The other books indicate his widespread interest and genius and show just why Kircher has been compared to Leonardo di Vinci. His first publication concerned magnetism where emphasized the parallel between the forces of gravity and magnetism. Then he wrote of sundials, next on the Egyptian language, then on calendars, then on the 1656 bubonic plague. In that one, he attributes the plague to tiny animals which he had observed under a microscope. This is one of the earliest hints of what we today call “germs.”

In 1680 Kircher is said to have correctly computed the ordinary (vs. forced) flight of a swallow at 100 ft/sec - and this before the invention of stopwatches.
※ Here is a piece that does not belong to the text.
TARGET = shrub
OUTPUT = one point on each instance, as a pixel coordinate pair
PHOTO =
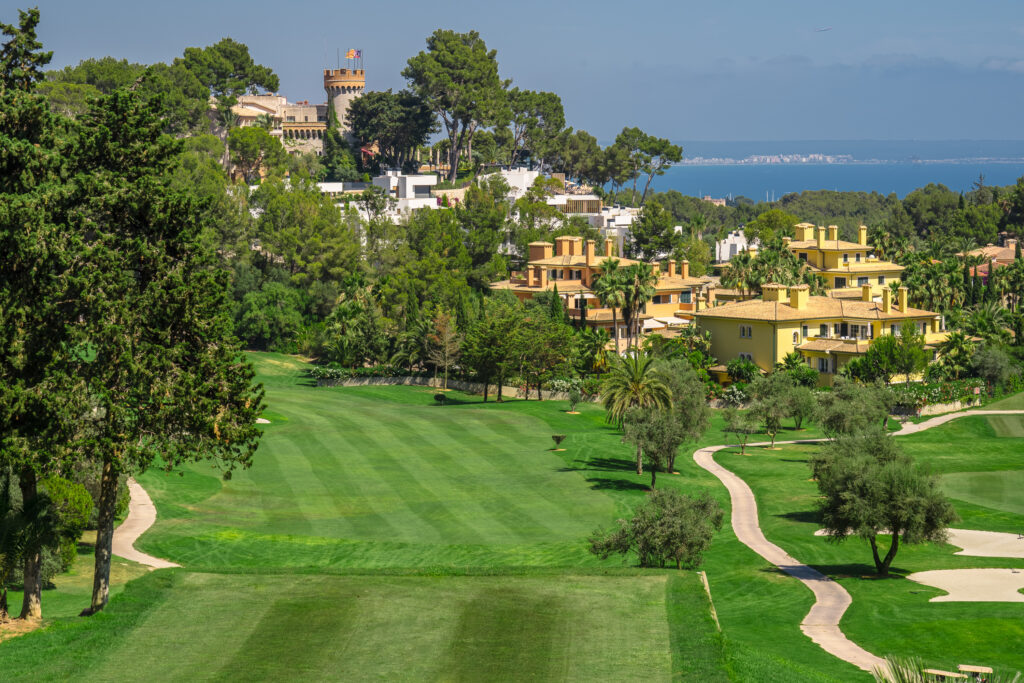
(667, 527)
(574, 397)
He wrote about the Coptic language and showed that it was a vestige of early Egyptian. His interest in interpreting the obelisks led him to such a thorough study of the subject that princes, popes and cardinals appointed him to decipher various obelisks. It was not until the discovery of the Rosetta stone in 1799 that anyone else had any success. In fact, it was because of Kircher’s work that scientists knew what to look for when interpreting the Rosetta stone. In The Myth of Egypt and its Hieroglyphs, Eric Iverson calls him the real founder of Egyptology.

It is therefore Kircher’s incontestable merit that he was the first to have discovered the phonetic value of an Egyptian hieroglyph. From a humanistic, as well as an intellectual, point of view, Egyptology may very well be proud of having Kircher as its founder.

Since he was present at the violent eruption of Mount Etna in 1630, he had himself lowered into the cone for closer observation. It was good preparation for his two-volume work, Mundus Subterraneus (Amsterdam,1665), probably the first printed work on geophysics and vulcanology. There, he holds that much of the phenomena on Earth, including the formation of minerals, occurs due to the fact that there was fire under the terra firma, an unusual teaching for those days. Some of his works were really encyclopedic in their scope. One such is Phonurgia Nova (Kempten, 1673) which contains all the then-known mathematics and physics concerning sound, and includes his invention of the megaphone. Another is the popular Musurgia Universalis (Rome, 1646), one of his longest works, which marks a crucial juncture in the development of music. He had the good sense to distribute 300 copies to the Jesuit delegates from around the world who happened to be in Rome for the Eighth General Congregation of the Jesuit Society (1645-1646) which coincided with the publication of his book.

Although he adhered to Aristotelian physics, Kircher had no tolerance for alchemy, which was taken seriously by both Newton and Boyle. Newton’s calculus and Boyle’s law were apparently enough to extricate these latter two gentlemen from the later ridicule heaped on their contemporaries who were engaged in the Hermetic arts.